Research employing longitudinal methods needs to account for this potential bias. One often-suggested strategy is to impute missing data [43]. Importantly, for this strategy to be feasible, multiple indicators of health need to be included that are able to account for the differential associations of health aspects with dropout. At least, indicators of chronic disease status and functional health need to be considered. Including only one overall health variable cannot account for the observed differential health-dependent dropout. Another strategy to perform longitudinal analyses and avoid this bias is to use other data sources that do not suffer from selective health dropout, like claims or health insurance data, which however might also be susceptible to other biases [44,45,46].
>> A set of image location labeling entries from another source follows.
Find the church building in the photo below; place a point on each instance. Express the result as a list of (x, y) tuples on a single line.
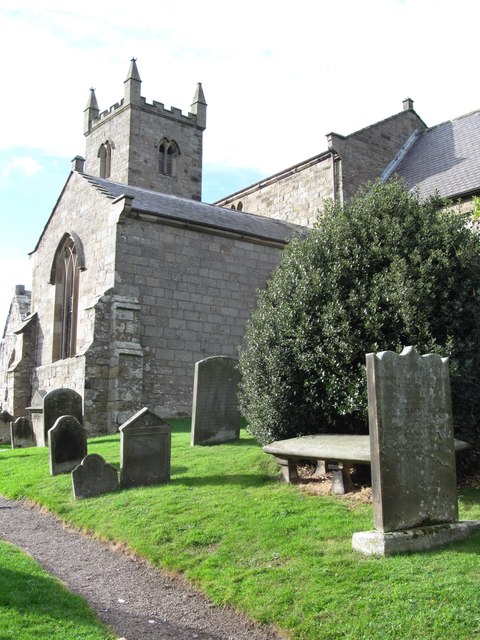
[(135, 279)]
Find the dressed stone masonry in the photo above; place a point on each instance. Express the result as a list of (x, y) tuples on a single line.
[(93, 477), (145, 450), (412, 455), (67, 443), (215, 414)]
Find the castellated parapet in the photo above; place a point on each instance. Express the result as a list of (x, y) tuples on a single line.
[(144, 144)]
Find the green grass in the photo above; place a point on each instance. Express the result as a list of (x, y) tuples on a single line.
[(34, 605), (282, 556)]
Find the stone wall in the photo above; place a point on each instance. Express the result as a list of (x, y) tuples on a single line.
[(298, 193), (195, 291), (15, 356), (295, 195), (365, 154), (88, 214)]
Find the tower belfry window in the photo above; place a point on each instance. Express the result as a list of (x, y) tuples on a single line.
[(105, 155), (66, 300), (167, 158)]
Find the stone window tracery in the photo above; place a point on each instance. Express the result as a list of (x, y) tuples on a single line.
[(105, 155), (66, 300), (167, 157)]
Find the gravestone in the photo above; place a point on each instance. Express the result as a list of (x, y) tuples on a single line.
[(36, 415), (215, 414), (93, 477), (61, 402), (145, 449), (67, 441), (412, 453), (5, 421), (21, 433)]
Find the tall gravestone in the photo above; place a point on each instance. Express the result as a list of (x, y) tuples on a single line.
[(215, 414), (67, 442), (61, 402), (145, 450), (93, 477), (5, 429), (412, 454), (21, 433), (36, 415)]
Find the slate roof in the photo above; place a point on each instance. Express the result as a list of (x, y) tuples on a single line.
[(445, 159), (197, 213)]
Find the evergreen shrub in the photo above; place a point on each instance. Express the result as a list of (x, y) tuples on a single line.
[(383, 272)]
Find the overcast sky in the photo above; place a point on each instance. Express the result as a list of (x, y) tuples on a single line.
[(277, 77)]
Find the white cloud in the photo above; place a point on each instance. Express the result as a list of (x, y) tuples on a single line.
[(26, 165)]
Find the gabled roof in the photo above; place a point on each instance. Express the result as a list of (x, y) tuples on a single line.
[(194, 213), (445, 159)]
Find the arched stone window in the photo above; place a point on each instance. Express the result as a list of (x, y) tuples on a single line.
[(67, 263), (167, 157), (105, 155)]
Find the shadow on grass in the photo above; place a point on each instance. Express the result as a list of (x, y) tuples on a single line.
[(470, 496), (243, 480), (16, 455), (28, 593)]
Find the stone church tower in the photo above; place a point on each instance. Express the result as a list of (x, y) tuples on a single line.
[(146, 145)]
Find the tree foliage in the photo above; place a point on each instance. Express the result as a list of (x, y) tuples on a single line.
[(382, 272)]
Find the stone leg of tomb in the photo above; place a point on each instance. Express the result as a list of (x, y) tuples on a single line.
[(321, 468), (288, 469), (341, 478)]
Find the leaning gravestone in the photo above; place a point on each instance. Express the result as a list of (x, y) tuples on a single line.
[(215, 414), (93, 477), (61, 402), (145, 449), (21, 433), (412, 454), (36, 415), (67, 442)]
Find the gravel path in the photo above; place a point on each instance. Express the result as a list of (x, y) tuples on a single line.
[(135, 599)]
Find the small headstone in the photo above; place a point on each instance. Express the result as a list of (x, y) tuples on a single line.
[(21, 433), (145, 449), (93, 476), (67, 441), (61, 402), (412, 454), (215, 414)]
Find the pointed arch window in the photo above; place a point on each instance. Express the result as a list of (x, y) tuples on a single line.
[(167, 157), (68, 262), (105, 155)]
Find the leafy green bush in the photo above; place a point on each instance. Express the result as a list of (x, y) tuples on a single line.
[(383, 272)]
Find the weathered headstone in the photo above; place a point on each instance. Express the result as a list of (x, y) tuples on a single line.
[(93, 476), (21, 433), (5, 420), (61, 402), (67, 441), (412, 453), (36, 415), (215, 414), (145, 450)]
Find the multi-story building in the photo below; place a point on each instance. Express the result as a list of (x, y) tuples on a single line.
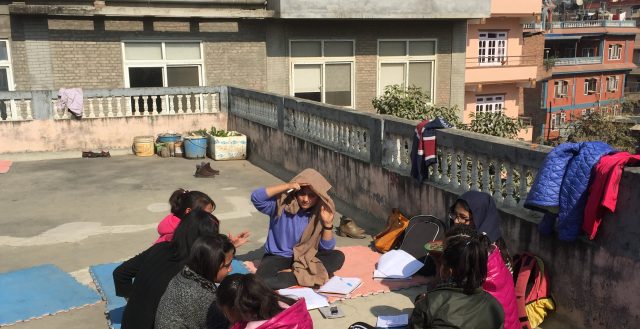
[(496, 68), (587, 62), (334, 51)]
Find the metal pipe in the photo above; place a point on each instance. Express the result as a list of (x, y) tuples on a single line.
[(214, 2)]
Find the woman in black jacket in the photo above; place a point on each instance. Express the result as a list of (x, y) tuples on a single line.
[(143, 279)]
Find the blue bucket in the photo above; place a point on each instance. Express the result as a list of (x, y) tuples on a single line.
[(169, 138), (195, 147)]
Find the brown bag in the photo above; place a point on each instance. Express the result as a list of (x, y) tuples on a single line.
[(388, 239)]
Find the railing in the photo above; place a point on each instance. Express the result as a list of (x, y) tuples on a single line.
[(15, 106), (577, 60), (497, 60)]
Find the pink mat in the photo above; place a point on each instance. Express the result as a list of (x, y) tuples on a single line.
[(5, 165), (360, 262)]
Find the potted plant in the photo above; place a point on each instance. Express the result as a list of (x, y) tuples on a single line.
[(227, 145)]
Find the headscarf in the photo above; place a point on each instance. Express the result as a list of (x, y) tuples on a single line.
[(308, 269), (484, 213)]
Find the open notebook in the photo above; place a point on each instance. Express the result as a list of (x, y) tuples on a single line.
[(338, 285)]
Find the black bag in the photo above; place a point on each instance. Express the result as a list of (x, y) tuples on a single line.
[(422, 229)]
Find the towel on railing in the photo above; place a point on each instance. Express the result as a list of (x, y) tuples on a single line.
[(72, 99), (423, 149)]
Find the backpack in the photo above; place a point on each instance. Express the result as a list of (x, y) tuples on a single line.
[(422, 229), (388, 238), (533, 295)]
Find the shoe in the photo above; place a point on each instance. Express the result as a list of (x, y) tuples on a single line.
[(349, 228), (207, 167)]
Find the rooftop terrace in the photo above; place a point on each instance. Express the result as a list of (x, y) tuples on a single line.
[(366, 156)]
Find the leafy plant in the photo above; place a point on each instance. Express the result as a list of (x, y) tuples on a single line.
[(495, 124), (413, 104)]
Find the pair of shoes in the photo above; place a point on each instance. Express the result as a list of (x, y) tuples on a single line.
[(204, 170), (349, 228)]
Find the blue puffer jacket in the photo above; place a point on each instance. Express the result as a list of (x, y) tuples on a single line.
[(560, 188)]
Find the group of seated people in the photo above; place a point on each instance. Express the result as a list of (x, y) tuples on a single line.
[(183, 281)]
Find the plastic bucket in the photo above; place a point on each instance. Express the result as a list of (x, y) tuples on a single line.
[(169, 138), (195, 147), (143, 146)]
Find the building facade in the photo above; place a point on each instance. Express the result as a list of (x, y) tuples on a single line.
[(496, 68), (336, 52)]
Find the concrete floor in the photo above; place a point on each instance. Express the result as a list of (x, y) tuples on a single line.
[(79, 212)]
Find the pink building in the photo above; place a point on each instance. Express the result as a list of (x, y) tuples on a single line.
[(496, 69)]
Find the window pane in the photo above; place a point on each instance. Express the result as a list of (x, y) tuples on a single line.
[(306, 49), (338, 84), (338, 48), (307, 81), (3, 51), (391, 74), (142, 50), (393, 48), (422, 48), (186, 76), (145, 77), (420, 76), (182, 50)]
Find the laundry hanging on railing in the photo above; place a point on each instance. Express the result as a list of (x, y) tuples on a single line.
[(71, 99), (423, 149)]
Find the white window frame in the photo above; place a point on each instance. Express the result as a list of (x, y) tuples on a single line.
[(615, 51), (499, 48), (406, 60), (323, 61), (612, 83), (489, 103), (163, 63), (560, 89), (7, 65), (586, 83)]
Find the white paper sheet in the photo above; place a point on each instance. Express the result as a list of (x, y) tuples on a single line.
[(312, 299), (387, 321)]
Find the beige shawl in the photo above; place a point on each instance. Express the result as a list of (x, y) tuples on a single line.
[(308, 269)]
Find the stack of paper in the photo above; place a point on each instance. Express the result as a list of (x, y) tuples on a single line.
[(397, 264), (311, 298), (340, 286)]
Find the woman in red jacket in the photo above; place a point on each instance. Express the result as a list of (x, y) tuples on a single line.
[(249, 304)]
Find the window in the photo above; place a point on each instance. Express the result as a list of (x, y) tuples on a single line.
[(492, 48), (560, 88), (489, 103), (614, 51), (588, 52), (407, 63), (6, 75), (612, 83), (322, 71), (590, 86), (163, 64)]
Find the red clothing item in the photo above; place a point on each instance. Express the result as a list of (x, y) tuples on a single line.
[(166, 228), (603, 192), (294, 317)]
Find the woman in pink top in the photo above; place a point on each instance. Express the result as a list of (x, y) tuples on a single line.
[(183, 202), (249, 304)]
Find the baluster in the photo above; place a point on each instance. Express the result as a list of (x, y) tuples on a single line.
[(485, 175), (454, 169), (523, 185), (100, 108), (497, 182), (509, 199), (464, 174), (29, 111), (474, 173), (180, 104)]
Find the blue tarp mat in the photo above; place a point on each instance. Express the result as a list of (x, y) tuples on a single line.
[(103, 277), (38, 291)]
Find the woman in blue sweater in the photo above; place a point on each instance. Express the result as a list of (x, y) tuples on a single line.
[(300, 244)]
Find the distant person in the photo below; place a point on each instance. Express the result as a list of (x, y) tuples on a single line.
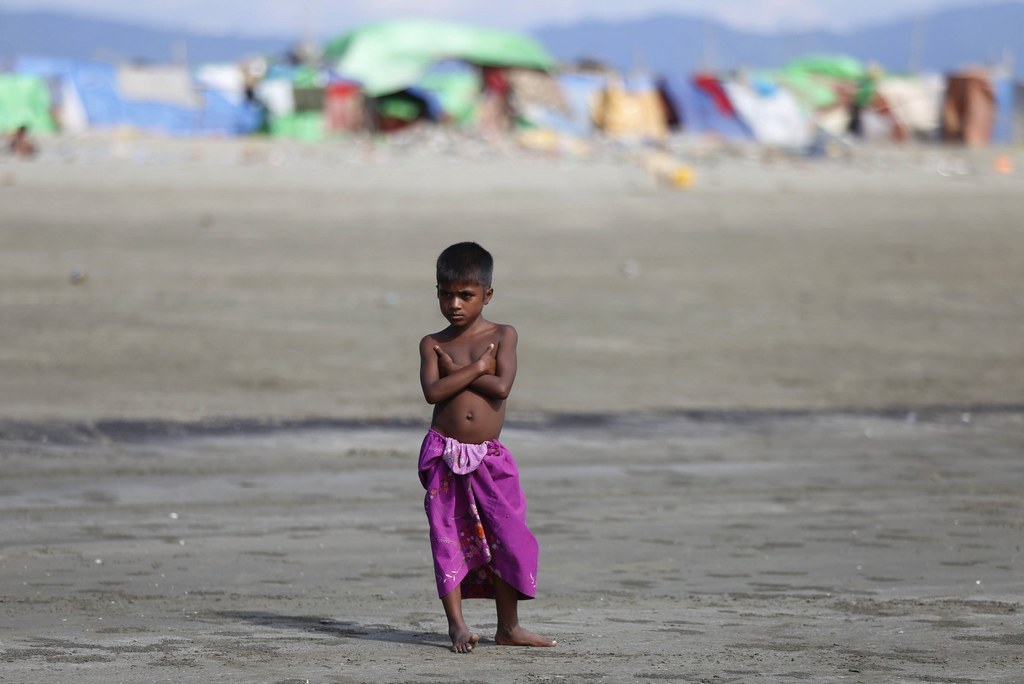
[(475, 508), (496, 110), (20, 144)]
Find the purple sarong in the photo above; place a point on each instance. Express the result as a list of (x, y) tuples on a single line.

The current study could be improved in multiple ways. First, different types of dropout were not differentiated in the study, which might be needed to validate the supposed mechanisms. Similarly, due to the correlational nature of the research, causation cannot be ascertained. Although the current study statistically controlled for a range of potential covariates, there is still a risk of residual confounding. As such, future studies are needed that include an even more diverse set of variables in their analyses. Secondly, although the study used a large population-based sample of middle-aged and older adults, the sample did not include young adults. The associations of different aspects of health with attrition might differ in younger adults from middle-aged and older adults and should thus be analyzed by future studies. We also only included baseline health variables. Future studies might include time-varying health variables in a more complicated research design to study how dynamics of health development predict future dropout. In a similar vein, although several different health aspects were considered there could still be residual confounding. Therefore, future studies are needed that include further variables as potential predictors of study dropout. Furthermore, future studies should study whether similar results can be obtained when different study designs are used, such as is the case in RCTs or with different survey topics [e.g., [35, 47, 48]]. Lastly, it seems unclear why cognitive functioning seemed to predict dropout differentially in men and women, which should be investigated by future studies.

Conclusion

The current study provides further evidence on how different indicators of health predict survey dropout. Participants with chronic conditions, but minimal physical and cognitive disability are most likely to participate in follow-up studies. Health has thus a complex relationship with survey dropout and must be accounted for in longitudinal studies to provide accurate research results. Neglecting this systematic attrition due to health problems bears the risk of severely under- or overestimating health-related effects and trends.